Today Clare, who is now 5 and a half months, was in her play station thing when Sage, now a little over 2 and a half, started to play pretend with her. The dialogue went something like this: "Clare, I go work now. It's okay, don't cry Clare Bear. Buh-bye!" and then she would walk to the corner of the couch turn around and say "Hi Clare!" and then it would start all over again. There was also a blanket involved that I think was suppose to be a door but Clare wasn't getting that part and kept trying to eat it. While Sage had this constant dialogue going Clare just had this big smile on her face and everytime Sage would get to the couch and turn around or try to put the blanket door back up Clare would belt out this absolutely delighted laugh.
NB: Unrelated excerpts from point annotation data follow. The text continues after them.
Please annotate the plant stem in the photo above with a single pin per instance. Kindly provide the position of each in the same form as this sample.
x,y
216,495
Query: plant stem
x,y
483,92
No one can make Clare laugh like Sage. Believe me, Brent and I have tried but we've got no game. Anyway, in that moment I witnessed the change of seeing the girls as two seperate people. They are always looked at as my daughters, different ages, a toddler and a baby. In that moment I saw them as sisters and what hope I hold in my heart for the bond that they can have together! I pray that they will always love and cherish each other--oh, I know there will be fights galore--but at the end of the day that they will always have each other to turn to and trust. To have a sister is a gift and girls, if someday you read this, just know that my heart rejoices that God gave you to us. Be sure to keep an eye on Kelsey and Kenzie, theirs is a friendship that I pray you will have with each other.